Кто развернет мои стихи, – писал Фет, – увидит человека с помутнившимися глазами, с безумными словами и пеной на устах. Фет был поклонником Шопенгауэра и разделял его крайний пессимизм. Как и Шопенгауэр, свою жизнь он рассматривал, как цепь страданий. В стихах же, всё сущее, воспринималось как сон, как мираж, как нечто эфемерное; постигаемое с помощью интуиции в процессе погружения в блаженное ничто. В ту пору было принято записывать в альбомы «милых дам» какие-то ответы на поставленные вопросы. На вопрос: «Где бы вы хотели жить?», Фет ответил «Нигде». На вопрос: «Долго ли бы хотели жить?», Фет ответил: «Как можно короче».
И, наконец, на вопрос: «Каково настроение вашей души в настоящее время?», Фет ответил: «Пустыня». Всё это можно было бы отнести за счёт Шопенгауэра и склонности Фета к эпатажу, если бы не перепады настроения, которым Фет был подвержен с юности. По воспоминаниям поэта и критика Аполлона Григорьева в студенческие годы у Фета была продолжительная депрессия. И он собирался покончить жизнь самоубийством. Всю жизнь Фет «хандрил». В этом, по утверждению Тургенева он не имел себя равных. И, наконец, смерть. Вернее её таинственные, не вполне ясные обстоятельства.
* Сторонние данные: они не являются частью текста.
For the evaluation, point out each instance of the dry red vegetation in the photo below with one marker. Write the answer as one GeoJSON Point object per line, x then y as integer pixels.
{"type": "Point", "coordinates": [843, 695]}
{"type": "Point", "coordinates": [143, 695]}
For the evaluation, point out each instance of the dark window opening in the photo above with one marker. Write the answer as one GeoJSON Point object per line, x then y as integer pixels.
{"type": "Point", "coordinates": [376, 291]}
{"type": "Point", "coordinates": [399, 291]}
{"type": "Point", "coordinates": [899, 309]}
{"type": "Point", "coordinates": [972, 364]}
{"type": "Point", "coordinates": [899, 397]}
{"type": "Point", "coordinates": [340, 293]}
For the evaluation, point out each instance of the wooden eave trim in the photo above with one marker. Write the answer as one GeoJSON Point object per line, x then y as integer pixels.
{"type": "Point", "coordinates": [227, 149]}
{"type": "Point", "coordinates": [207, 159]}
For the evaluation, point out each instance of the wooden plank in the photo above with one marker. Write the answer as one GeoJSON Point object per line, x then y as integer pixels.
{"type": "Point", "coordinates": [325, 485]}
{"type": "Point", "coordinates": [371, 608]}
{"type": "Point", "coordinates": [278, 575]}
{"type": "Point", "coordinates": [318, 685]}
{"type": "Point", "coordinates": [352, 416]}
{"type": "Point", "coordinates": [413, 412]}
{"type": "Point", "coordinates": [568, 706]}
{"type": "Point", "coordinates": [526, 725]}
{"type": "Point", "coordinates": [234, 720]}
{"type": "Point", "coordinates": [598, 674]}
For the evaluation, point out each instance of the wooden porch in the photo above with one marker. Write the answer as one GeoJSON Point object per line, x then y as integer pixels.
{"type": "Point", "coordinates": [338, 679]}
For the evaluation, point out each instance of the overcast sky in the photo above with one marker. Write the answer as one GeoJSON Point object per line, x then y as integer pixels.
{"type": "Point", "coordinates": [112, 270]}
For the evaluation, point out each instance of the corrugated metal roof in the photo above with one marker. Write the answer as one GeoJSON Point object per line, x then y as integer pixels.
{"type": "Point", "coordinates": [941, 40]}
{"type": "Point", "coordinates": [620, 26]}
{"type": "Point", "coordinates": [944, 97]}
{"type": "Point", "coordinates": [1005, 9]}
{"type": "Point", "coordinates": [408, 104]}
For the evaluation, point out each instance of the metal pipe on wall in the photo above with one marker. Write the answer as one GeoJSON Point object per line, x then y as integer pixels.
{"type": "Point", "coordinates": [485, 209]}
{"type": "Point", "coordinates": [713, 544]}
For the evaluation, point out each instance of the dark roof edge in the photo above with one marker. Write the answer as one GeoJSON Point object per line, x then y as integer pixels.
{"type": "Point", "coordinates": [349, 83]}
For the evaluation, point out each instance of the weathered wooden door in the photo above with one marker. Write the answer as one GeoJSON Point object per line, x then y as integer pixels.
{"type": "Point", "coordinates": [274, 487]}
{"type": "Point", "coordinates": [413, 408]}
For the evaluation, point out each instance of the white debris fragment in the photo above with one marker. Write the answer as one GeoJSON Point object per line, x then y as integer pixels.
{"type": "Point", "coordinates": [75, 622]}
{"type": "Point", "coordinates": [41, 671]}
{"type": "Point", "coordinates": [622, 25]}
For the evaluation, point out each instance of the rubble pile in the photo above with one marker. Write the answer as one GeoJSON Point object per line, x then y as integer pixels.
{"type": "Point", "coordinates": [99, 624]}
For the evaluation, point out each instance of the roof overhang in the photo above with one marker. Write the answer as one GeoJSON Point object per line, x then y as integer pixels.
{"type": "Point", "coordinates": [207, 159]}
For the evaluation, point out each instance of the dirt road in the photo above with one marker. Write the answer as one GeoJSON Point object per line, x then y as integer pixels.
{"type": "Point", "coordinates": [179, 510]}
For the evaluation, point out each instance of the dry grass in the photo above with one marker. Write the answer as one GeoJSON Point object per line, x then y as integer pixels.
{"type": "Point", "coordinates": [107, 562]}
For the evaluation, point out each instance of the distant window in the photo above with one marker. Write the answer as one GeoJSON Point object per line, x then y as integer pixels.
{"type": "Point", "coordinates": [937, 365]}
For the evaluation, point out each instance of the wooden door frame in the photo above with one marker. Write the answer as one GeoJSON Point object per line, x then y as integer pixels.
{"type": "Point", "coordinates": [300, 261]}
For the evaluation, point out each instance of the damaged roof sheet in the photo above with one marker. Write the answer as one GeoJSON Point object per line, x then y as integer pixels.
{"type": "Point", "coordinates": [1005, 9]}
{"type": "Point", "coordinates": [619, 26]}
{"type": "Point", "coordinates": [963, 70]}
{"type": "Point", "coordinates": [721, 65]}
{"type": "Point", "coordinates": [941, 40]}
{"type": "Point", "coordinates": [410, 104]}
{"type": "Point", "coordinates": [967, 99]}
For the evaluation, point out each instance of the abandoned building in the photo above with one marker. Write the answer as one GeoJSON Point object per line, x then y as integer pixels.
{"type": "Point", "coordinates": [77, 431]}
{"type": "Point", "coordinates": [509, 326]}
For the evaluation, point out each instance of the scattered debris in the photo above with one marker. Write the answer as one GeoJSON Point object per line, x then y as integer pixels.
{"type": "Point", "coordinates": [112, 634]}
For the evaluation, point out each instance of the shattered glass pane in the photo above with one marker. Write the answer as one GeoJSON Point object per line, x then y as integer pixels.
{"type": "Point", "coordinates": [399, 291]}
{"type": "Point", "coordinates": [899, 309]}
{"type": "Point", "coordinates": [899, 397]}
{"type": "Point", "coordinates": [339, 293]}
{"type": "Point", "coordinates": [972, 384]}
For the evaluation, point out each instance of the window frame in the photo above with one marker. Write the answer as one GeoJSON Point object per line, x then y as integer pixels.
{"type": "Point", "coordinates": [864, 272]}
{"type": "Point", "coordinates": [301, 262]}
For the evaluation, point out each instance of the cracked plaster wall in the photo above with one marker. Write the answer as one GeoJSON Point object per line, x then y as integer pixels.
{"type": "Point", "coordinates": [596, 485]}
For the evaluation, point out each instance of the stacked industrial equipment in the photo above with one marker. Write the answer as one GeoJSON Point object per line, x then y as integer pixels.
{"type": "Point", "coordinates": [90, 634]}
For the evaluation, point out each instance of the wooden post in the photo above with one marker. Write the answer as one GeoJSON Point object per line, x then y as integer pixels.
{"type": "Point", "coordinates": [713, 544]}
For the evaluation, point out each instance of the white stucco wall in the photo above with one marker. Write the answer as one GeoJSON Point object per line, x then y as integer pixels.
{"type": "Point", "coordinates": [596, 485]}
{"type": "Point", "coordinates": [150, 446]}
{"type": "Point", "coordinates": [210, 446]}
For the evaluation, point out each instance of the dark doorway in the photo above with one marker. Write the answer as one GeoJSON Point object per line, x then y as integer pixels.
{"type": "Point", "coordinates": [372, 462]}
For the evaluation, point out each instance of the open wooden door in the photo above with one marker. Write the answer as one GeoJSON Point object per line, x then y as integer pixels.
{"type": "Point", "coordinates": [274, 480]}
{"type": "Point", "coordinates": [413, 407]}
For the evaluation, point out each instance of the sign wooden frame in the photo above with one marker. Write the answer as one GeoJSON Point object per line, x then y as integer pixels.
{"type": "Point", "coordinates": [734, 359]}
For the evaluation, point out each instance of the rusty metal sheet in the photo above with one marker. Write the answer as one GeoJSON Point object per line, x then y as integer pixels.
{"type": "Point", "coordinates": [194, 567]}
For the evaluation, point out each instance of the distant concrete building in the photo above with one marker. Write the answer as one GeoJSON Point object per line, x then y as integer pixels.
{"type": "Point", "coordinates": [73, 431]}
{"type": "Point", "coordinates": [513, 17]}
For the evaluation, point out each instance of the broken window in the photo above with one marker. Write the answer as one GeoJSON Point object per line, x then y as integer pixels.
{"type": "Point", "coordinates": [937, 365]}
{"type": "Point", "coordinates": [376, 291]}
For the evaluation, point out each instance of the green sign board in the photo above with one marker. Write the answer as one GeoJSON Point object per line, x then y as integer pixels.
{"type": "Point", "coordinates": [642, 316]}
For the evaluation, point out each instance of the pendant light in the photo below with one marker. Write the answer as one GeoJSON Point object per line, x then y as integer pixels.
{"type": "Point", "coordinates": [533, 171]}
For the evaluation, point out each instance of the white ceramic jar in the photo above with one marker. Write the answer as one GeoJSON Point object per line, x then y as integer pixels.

С годами Фета начали донимать болезни. Участились приступы удушья и загрудинные боли. Резко ухудшилось зрение. 21 ноября 1892 года согласно официальной версии Фет скончался от «грудной болезни», осложненной бронхитом. Позднее стало известно, что перед смертью Фет потребовал шампанского. Когда жена вышла, чтобы посоветоваться с врачом (шампанское Фету было противопоказано); он продиктовал своему секретарю Е.В. Фёдоровой записку следующего содержания:
– Не понимаю сознательного преумножения страданий, добровольно иду к неизбежному. После этого он собственноручно поставил дату. Подписался. И схватил лежавший на письменном столе стилет для резки бумаги. Е.В. Федорова пыталась остановить его. В поисках подходящего оружия Фет выбежал в соседнюю комнату и упал. Последнее напряжение оказалось чрезмерным для его больного сердца. Судя по всему, и своеобразием характера, и очевидными проблемами с психикой был Фет обязан матери.
Наследственная психическая патология не однозначна. У кого-то из близких родственников может развиться тяжелое психическое заболевание. А у кого-то, психические отклонения не выходят за рамки стертых, не выразительных с клинической точки зрения, расстройств То ли эмоциональных, то ли ещё каких-то. Они ведут не к психическому распаду, а к деформации характера. К личностному, не укладывающемуся в усредненные рамки своеобразию. Скорее всего, чисто человеческие недостатки Фета были необходимым дополнением к его поэтическим достоинствам.
Следуя за Ломброзо, можно предположить, что поэтический талант Фета был следствием доставшихся ему от матери генетических предпосылок. Их не вполне понятного сочетания.